Use & Disclosure of PHI in Certain Special Circumstances

  • Worker’s Compensation. We may release PHI to worker’s compensation programs. This information is needed to access medical disability.
  • Health Oversight Activities. We may disclose PHI to a health oversight agency for activities authorized by law, such as for audits, investigations, inspections, and licensure. These activities are necessary for the government to monitor the health care system, government programs, and compliance with civil rights laws.
  • Lawsuits and Similar Proceedings. Our practice may use or disclose PHI in response to a court or administrative order if you are involved in a lawsuit or similar proceeding. We will make every effort to notify you before we release this information so that you have the opportunity to legally block the disclosure.
  • Law Enforcement. We may release PHI if ordered to do so by a law enforcement official:
    • In response to a court order, subpoena, warrant, summons, or similar process
    • To identify or locate a suspect, fugitive, material witness, or missing person
    • About a death we believe may be the result of criminal conduct
    • Regarding criminal conduct at our offices
    • In an emergency; to report a crime, the location of the crime, or victims; or the identity, description, or location of the person who committed the crime
  • Coroners or Medical Examiners. We may release PHI to a medical examiner or coroner to identify a deceased individual or to identify the cause of death. We may also release PHI to funeral directors in the performance of their job.
  • Organ and Tissue Donations. We may release PHI to organizations that handle organs, eye, or tissue procurement or transportation, including organ donation banks, as necessary to facilitate organ or tissue donation and transportation if you are an organ donor.
  • Military.
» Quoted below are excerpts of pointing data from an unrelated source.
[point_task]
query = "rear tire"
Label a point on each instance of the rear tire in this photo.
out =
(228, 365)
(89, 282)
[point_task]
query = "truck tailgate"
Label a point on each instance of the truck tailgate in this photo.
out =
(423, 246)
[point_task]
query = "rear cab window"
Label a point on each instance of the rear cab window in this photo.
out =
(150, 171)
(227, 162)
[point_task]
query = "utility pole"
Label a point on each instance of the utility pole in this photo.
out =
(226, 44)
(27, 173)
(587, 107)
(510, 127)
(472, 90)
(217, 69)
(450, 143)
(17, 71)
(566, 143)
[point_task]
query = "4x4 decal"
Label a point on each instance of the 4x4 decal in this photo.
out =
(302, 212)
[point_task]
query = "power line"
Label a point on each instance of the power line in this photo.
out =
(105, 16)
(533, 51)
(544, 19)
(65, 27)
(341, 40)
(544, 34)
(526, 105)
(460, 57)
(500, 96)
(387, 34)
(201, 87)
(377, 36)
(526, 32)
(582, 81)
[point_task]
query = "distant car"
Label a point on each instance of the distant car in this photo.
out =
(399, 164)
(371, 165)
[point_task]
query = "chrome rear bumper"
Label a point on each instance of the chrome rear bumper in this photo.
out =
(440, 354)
We may release PHI if you are a member of the U.S. or foreign military forces (including veterans) if required by the proper military authorities.

Your Rights Regarding Your PHI

You have the following rights regarding PHI that we maintain about you.

  • Confidential Communications. You have the right to request that our practice communicate with you in reference to your health issues in a particular manner or location.
  • Right to Request Restrictions. You have the right to request restrictions or limitations in our use of PHI for purposes of treatment, payment, or health care operations. You also have the right to request a limit on the PHI we disclose about you to someone else who is involved in your care.

We are not required to agree to your request. If we do agree, we are bound by our agreement not to release your information unless required by law, in the case of an emergency, or when necessary for treatment. Your request must be in writing and cover the following areas: (a) PHI you want restricted; (b) whether you are requesting the limitation of our practice’s use, disclosure, or both; (c) to whom limits you wish to apply.

  • Accounting of Disclosures. All patients have a right to request an “accounting of disclosures.” This is a list of certain non-routine disclosures that our practice has made of your PHI for non-treatment, non-payment, or non-operations purposes. Use of PHI for routine patient care is not required to be documented. This request must be in writing and cover a specific time period that may not be longer than six (6) years from the date of disclosure. Your first request within a 12-month period is free of charge. The Practice may charge for additional requests within the same 12-month period. There may be a cost for the additional request. Please contact our office regarding any costs.
  • Right to File a Complaint. If you believe that your privacy rights have been violated, you may file a complaint with our offices or with the Secretary of the Department of Health and Human Services. All complaints must be in writing. You will not be penalized for filing a complaint.
  • Changes to This Notice. We reserve the right to change this notice at any time. We reserve the right to make the revised Notice effective for PHI already obtained, as well as any information we receive in the future. A current copy of this Notice will be available in our office or may be obtained at our website at www.northcolumbuseye.com.